18話 名前にドクって付いてるじゃねーか!!
「お待たせ!」
20分ほどしてオリビアは戻って来た。
「持ってきたわよ、はい、ローブ。それと毛染めの薬ね」
「おう、ありがとさん・・・って、何だコレ?」
いや、ローブは分かるよ? 問題はそっちじゃなくて、オリビアが渡してきた、瓶に入った虹色の何かだ。
「それが毛染めの薬よ? 運良く近くに居て良かったわ。さ、早く試してみてよ」
・・・待て、近くに居て良かっただと? 一体何からこんな液体が取れるんだ?
「・・・オリビア、これの原材料は何だ?」
「ナナイロドクガエルだけどどうかしたの?」
どうかしてるのはお前の頭だろうが!! 名前にドクって付いてるじゃねーか!!
「・・・お前、そんな直接的に俺を殺したいのか?」
オリビアのほっぺをむにーっと引っ張りながら俺はオリビアを問い詰めた。いいさ、人間誰でも魔がさす時はあるもんだ。多分エルフにだってあるだろう。逆さ吊りくらいで許してやるよ。露出し放題でむしろご褒美かもしれねぇな。
「ひょっほ! ほはい、ほはいひょ!!!」
しかしオリビアは必死に両手を振って否定しているようだ。俺は釈明を聞くべく、オリビアの両手から手を離した。
「ぷはぁ!! ・・・何するのよ!! 誰も飲めなんて言ってないじゃない!! それは髪に塗るの!!!」
なんだ、そうならそうと早く言ってくれよ。
「でもこんな色に染めちゃ逆に目立っちまうな・・・」
「大丈夫よ、その毛染めは本人に合う色が自然に定着するわ。

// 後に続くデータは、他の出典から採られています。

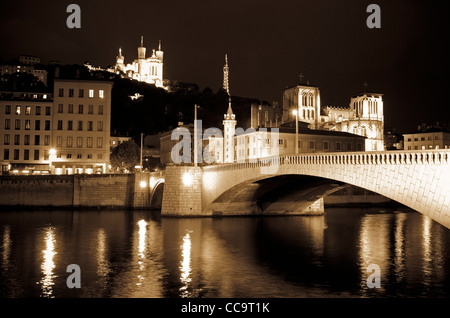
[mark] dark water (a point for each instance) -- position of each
(139, 254)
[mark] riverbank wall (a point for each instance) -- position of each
(75, 191)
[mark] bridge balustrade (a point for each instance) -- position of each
(365, 158)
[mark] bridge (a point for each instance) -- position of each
(417, 179)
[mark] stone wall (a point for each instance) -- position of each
(102, 191)
(182, 191)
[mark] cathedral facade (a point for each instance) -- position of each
(144, 69)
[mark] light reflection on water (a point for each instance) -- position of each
(48, 264)
(139, 254)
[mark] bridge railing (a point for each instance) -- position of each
(426, 157)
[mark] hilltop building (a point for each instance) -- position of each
(144, 69)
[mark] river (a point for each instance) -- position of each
(135, 254)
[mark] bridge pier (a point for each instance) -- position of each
(182, 191)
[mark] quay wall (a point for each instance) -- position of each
(77, 191)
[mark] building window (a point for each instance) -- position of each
(358, 147)
(349, 146)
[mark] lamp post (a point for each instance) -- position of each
(195, 135)
(295, 112)
(141, 151)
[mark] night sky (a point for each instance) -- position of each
(269, 43)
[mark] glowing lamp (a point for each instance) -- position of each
(188, 179)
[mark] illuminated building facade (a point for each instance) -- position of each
(363, 117)
(81, 126)
(25, 132)
(144, 69)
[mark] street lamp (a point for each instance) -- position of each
(295, 112)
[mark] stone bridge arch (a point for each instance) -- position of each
(419, 180)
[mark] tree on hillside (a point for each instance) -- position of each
(125, 157)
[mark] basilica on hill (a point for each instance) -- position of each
(144, 69)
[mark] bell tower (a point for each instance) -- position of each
(229, 121)
(141, 50)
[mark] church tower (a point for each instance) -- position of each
(141, 50)
(229, 121)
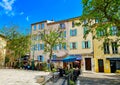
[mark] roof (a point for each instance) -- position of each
(39, 22)
(66, 20)
(52, 22)
(1, 35)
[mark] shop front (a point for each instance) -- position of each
(114, 64)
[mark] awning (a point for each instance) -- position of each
(72, 58)
(113, 58)
(69, 58)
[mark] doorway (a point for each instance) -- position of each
(88, 64)
(113, 66)
(100, 65)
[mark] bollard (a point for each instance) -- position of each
(78, 82)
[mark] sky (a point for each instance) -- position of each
(25, 12)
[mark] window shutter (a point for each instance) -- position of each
(98, 33)
(64, 33)
(70, 32)
(84, 30)
(89, 44)
(75, 32)
(42, 58)
(70, 45)
(111, 29)
(76, 44)
(42, 46)
(83, 44)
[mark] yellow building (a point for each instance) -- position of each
(76, 45)
(107, 54)
(2, 50)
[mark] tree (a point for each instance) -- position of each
(51, 39)
(17, 42)
(106, 14)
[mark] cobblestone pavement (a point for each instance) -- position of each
(19, 77)
(93, 79)
(99, 79)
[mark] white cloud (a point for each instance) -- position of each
(21, 13)
(7, 6)
(27, 18)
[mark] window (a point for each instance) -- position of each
(73, 24)
(86, 44)
(101, 33)
(34, 27)
(54, 56)
(96, 20)
(85, 30)
(40, 58)
(40, 47)
(106, 48)
(39, 26)
(113, 30)
(114, 48)
(73, 45)
(64, 34)
(62, 26)
(42, 26)
(85, 22)
(73, 32)
(64, 46)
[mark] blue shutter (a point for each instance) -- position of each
(83, 44)
(89, 44)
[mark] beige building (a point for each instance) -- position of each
(2, 50)
(76, 45)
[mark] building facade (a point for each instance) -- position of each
(2, 50)
(76, 45)
(107, 54)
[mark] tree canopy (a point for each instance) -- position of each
(102, 15)
(17, 42)
(52, 39)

乾いたら水で洗っても落ちないから水浴びしても大丈夫だしね」
ほほー、何色に染まるか分からない毛染め薬なんだな。早速試してみよう。
「どれどれ・・・」
俺は手に虹色の毛染め薬を取ると、万遍無く髪に塗り付けた。瓶の中身はちょうど一回分染めるのに足りる量で助かったぜ。

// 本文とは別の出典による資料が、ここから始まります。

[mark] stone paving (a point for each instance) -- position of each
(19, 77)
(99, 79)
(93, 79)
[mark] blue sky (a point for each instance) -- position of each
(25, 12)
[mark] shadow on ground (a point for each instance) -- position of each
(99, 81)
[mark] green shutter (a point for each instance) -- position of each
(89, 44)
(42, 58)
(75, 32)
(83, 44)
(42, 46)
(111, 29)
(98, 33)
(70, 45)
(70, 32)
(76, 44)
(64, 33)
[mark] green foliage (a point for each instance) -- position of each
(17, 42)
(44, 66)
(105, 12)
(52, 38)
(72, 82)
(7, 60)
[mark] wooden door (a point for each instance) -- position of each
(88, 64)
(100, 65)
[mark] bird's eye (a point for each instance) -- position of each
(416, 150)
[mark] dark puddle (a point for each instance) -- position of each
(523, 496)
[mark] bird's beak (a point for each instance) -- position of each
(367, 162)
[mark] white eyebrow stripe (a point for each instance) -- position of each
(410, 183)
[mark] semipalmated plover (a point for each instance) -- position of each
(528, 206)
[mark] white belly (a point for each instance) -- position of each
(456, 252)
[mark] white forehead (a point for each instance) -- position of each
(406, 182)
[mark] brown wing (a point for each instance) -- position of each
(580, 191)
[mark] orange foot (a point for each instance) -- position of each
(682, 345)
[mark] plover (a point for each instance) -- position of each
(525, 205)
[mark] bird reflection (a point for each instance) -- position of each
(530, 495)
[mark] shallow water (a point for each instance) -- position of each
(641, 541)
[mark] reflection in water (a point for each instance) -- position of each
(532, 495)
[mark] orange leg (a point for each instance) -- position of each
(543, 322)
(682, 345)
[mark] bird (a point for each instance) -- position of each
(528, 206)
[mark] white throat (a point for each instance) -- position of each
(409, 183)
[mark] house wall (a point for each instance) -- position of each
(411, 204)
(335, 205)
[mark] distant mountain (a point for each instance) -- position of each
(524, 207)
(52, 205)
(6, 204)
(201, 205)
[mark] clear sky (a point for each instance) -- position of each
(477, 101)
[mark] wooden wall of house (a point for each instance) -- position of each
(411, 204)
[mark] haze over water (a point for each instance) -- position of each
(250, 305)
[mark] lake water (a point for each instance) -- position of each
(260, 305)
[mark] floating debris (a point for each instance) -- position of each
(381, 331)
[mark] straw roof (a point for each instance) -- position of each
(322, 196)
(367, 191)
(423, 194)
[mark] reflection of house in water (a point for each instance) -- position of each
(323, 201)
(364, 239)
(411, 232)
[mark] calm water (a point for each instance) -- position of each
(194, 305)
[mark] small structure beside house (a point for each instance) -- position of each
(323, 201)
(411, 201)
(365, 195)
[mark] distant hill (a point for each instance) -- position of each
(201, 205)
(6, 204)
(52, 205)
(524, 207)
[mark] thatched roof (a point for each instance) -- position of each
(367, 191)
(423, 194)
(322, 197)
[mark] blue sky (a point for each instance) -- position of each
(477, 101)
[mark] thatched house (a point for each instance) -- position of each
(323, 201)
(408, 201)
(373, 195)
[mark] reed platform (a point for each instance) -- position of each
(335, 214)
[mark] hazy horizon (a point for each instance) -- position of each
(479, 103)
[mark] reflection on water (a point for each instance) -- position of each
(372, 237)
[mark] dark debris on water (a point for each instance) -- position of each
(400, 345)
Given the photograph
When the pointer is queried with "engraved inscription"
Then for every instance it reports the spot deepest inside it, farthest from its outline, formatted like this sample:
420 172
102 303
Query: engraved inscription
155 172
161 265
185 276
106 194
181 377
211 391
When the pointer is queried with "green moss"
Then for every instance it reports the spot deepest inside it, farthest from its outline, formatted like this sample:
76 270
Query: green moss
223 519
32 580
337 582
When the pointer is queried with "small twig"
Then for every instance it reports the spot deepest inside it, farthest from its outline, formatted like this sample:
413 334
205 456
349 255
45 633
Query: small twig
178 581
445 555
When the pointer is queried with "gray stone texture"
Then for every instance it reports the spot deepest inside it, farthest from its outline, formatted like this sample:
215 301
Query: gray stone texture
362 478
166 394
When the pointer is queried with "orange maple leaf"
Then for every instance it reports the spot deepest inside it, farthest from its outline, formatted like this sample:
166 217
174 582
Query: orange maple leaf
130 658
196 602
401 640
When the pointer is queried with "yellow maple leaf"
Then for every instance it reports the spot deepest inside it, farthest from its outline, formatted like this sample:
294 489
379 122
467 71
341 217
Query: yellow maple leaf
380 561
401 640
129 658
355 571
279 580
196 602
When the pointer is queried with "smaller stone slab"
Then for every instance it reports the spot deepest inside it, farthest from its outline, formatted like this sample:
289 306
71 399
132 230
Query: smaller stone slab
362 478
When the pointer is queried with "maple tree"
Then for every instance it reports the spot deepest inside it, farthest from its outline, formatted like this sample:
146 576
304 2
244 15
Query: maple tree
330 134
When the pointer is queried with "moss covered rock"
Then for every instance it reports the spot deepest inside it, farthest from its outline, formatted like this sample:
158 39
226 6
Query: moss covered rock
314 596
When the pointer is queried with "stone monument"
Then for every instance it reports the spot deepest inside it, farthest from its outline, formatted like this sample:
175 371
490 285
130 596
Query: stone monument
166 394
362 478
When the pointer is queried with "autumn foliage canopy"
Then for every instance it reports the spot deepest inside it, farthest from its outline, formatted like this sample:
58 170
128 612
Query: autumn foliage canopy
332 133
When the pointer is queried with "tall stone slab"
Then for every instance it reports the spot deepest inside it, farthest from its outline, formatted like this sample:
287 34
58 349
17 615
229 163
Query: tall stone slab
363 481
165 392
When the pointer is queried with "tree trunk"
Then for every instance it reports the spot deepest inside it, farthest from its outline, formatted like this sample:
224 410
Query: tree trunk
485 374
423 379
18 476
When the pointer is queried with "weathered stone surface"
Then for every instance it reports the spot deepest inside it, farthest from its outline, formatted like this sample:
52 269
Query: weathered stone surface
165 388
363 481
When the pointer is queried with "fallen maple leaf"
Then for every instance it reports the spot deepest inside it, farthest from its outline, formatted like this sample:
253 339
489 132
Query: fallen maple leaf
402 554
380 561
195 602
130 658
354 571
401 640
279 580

「それでしばらく待てば自分の体質に合った色に染まるわよ」
そうか、楽しみだな。ここには鏡は無い、の、か、って・・・あ、あれ? 何か頭が、い、い、い、
「痛てててててて!!! な、何だコレ、頭が・・・痛たたたたぁぁぁぁあああっ!!!」
「ど、どうしたのよリュウセイ!?」
お、俺に聞くな!! とにかく頭皮が痛えんだよ!!
《む、まさかオリビア、その液は原液のままか?》
「え?ええ、そうよ?」
《・・・普通、毛染めに使う時は50倍くらいに薄めて使うものじゃぞ? 強すぎるからの。過ぎた薬は毒じゃ》
な、なんだと!? 今俺は毒を受けているのか!?
「ぐああああああっ!!!!」
「どどどどどうすればいいいいんですか!!! リュウセイが! リュウセイが!! 禿げちゃう!!!」
き、キサマ!! 男にとって何て恐ろしい事を言いやがる!? 嫌だ、ハゲは嫌だーーー!!!
《落ち着けオリビア。『解毒』の魔法で治まるのじゃ!》
「げげげ『解毒』のまほ、魔法ですねっ!」
オリビアが慌てふためきながら何かを唱えているが俺の耳には届かなかった。痛くてそれどころじゃねぇんだよ!!!
「『解毒』!!!」
光る手をオリビアが俺にかざしながら何かを解き放つと、次第に俺の頭の痛みも引いて来た。
「ぐっ・・・・・・はぁ、はぁ、はぁ、な、なんて事しやがる・・・」
思わずステータスを見ると100も生命力が減っていた。おいおい、毒こえぇよ・・・
ハッ! そんな事より俺の髪は、髪は!?
俺が急いで頭に触ると、そこにはいつも通りの髪の感触があった・・・・・・良かった、ちゃんと髪がある・・・
《あ、主殿・・・その髪は・・・》
む、なんだよラギ。俺の髪がどうした?
「あわわ・・・」
オリビアはなんだかマズイものでも見たかのような顔をしていた。
「お、おい、どうした?」
《・・・主殿、ご自分で確認された方が良いのじゃ》
そう言ってラギが俺の前に浮かんで剣の腹を見せると、鏡の様な刀身に俺の顔が映りこんだ。そこには・・・
「な、なんだと!?」
刀身に映る俺の髪は真っ白に染まっていた。
私はチキンなので痛いと聞く脱色はした事がありません。まぁ、頭に髪の毛くらいの量の小さな針を刺す感じと思って頂ければ・・・猟奇的ですね。